Keşmir bölgesinde uzun süredir devam eden gerilim yeni bir boyut kazandı. Hindistan ordusunun, Pakistan ve Azad Keşmir’deki hedeflere yönelik askeri operasyon başlattığına dair açıklaması, 22 Nisan 2025’te Cammu Keşmir’in Pahalgam bölgesinde 26 turistin hayatını kaybettiği terör saldırısına bir yanıt olarak değerlendiriliyor. Hindistan Basın Bilgi Bürosu (PIB), operasyonların Pakistan askeri tesislerini hedef almadığını ve Pahalgam saldırısının sorumlularına yönelik olduğunu iddia etse de, Pakistan Ordusu Halkla İlişkiler Birimi (ISPR) Genel Müdürü Korgeneral Ahmed Şerif Chaudhry’nin açıklamaları, Hindistan’ın Kotli, Muzafferabad, Bahavalpur ve Muridke şehirlerine füze saldırıları düzenlediğini ve bir caminin de vurulduğunu öne sürüyor. Bu, iki nükleer güç arasında ciddi bir çatışma riskini artırıyor.

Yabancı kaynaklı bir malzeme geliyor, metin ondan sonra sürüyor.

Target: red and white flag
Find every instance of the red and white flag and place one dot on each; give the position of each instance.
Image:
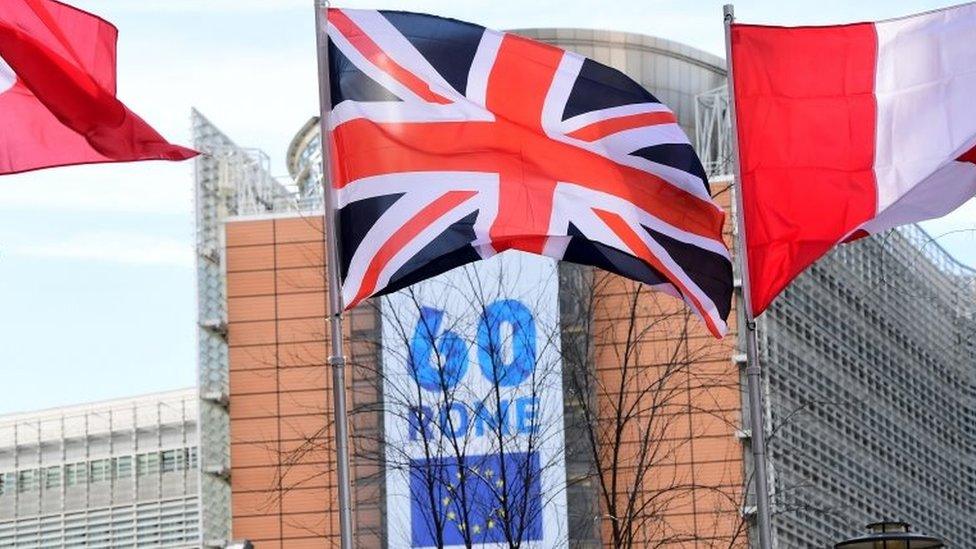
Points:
(850, 130)
(57, 92)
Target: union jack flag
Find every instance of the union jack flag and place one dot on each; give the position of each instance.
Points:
(452, 143)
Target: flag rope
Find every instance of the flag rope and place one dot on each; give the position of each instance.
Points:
(753, 366)
(337, 359)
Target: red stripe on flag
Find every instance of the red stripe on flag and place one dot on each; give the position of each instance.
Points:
(517, 88)
(370, 50)
(636, 244)
(806, 116)
(603, 128)
(371, 149)
(969, 156)
(423, 219)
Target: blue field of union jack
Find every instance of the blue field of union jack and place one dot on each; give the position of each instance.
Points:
(452, 143)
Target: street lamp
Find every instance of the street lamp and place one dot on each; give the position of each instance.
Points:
(891, 535)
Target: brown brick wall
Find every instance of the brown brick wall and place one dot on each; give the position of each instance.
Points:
(282, 475)
(280, 403)
(682, 395)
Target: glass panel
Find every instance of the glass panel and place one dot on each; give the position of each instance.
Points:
(123, 467)
(169, 461)
(100, 470)
(52, 478)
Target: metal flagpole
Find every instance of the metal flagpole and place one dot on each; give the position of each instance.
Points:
(336, 357)
(753, 367)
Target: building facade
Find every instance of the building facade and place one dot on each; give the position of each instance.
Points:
(868, 362)
(870, 377)
(274, 336)
(120, 473)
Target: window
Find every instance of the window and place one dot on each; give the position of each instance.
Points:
(147, 464)
(100, 470)
(123, 467)
(169, 461)
(27, 480)
(75, 474)
(52, 478)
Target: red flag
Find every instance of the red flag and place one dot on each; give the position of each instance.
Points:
(57, 92)
(850, 130)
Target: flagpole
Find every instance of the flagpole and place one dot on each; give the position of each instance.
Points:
(753, 366)
(336, 357)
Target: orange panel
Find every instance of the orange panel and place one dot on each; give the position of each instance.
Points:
(264, 531)
(306, 500)
(249, 233)
(254, 454)
(308, 427)
(308, 452)
(244, 406)
(307, 476)
(301, 330)
(302, 306)
(305, 402)
(303, 354)
(251, 258)
(303, 525)
(299, 229)
(300, 254)
(250, 283)
(253, 381)
(304, 378)
(302, 280)
(256, 503)
(315, 543)
(254, 430)
(252, 357)
(251, 333)
(717, 449)
(255, 479)
(244, 309)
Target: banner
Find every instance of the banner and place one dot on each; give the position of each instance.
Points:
(474, 408)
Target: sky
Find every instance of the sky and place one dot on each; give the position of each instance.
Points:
(97, 281)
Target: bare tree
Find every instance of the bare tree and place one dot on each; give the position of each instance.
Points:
(643, 382)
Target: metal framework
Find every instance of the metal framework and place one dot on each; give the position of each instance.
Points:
(108, 474)
(870, 385)
(229, 181)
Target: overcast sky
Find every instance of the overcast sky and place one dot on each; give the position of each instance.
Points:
(97, 286)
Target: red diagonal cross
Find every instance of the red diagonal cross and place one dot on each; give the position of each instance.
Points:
(515, 146)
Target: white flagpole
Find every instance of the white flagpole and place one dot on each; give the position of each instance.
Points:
(336, 357)
(753, 366)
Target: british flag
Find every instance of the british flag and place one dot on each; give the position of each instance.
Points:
(452, 143)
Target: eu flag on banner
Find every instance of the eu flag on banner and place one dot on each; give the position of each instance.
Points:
(490, 498)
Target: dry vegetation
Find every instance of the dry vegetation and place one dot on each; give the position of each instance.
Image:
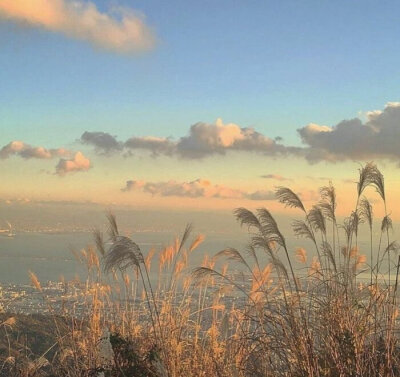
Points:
(317, 321)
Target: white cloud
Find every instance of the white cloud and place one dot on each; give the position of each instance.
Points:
(120, 30)
(75, 164)
(157, 145)
(207, 139)
(203, 140)
(276, 177)
(199, 188)
(102, 141)
(24, 150)
(377, 137)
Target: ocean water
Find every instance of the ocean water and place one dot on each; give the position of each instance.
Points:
(49, 256)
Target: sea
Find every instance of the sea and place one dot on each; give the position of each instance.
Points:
(50, 255)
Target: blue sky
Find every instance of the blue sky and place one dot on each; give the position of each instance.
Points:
(275, 65)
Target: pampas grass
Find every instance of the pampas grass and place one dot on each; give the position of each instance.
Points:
(247, 313)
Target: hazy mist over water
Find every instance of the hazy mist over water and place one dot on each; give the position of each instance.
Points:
(46, 233)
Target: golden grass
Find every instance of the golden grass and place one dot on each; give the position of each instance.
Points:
(259, 320)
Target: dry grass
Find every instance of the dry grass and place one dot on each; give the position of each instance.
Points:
(259, 320)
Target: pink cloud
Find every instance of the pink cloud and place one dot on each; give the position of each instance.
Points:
(120, 30)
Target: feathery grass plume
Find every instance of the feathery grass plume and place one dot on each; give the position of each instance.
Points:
(365, 174)
(301, 255)
(347, 226)
(317, 219)
(251, 251)
(328, 252)
(149, 257)
(197, 241)
(287, 197)
(301, 229)
(99, 241)
(393, 246)
(387, 224)
(112, 226)
(359, 261)
(270, 228)
(366, 211)
(328, 203)
(355, 221)
(315, 268)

Pakistan, bu saldırılara “kendi belirlediği yer ve zamanda” karşılık vereceğini duyurdu, bu da misilleme eylemlerinin planlandığını gösteriyor. Chaudhry’nin açıklamaları, Pakistan’ın tepkisinin sert olabileceğine işaret ediyor. Öte yandan, ABD Başkanı Donald Trump’ın “çok çabuk sona ermesini umuyorum” şeklindeki temennisi, uluslararası toplumun çatışmanın tırmanmasından duyduğu endişeyi yansıtıyor. Ancak, Trump’ın açıklamasında somut bir arabuluculuk önerisi veya taraflara yönelik net bir çağrı yer almıyor.
Arka Plan ve Bağlam
Keşmir, 1947’de Hindistan ve Pakistan’ın bağımsızlıklarından bu yana iki ülke arasında bir çatışma noktası. Bölge, Hindistan kontrolündeki Cammu Keşmir, Pakistan kontrolündeki Azad Keşmir ve Çin’in hakimiyetindeki bir kısım olarak üçe bölünmüş durumda. Birleşmiş Milletler Güvenlik Konseyi’nin 1948’de aldığı kararla Keşmir’in geleceğinin halk oylamasıyla belirlenmesi öngörülse de, Hindistan bu plebisite karşı çıkarken, Pakistan BM kararlarının uygulanmasını savunuyor. Son yıllarda, özellikle Hindistan’ın 2019’da Cammu Keşmir’in özel statüsünü kaldırması ve bölgedeki askeri varlığını artırması, gerilimi tırmandırdı.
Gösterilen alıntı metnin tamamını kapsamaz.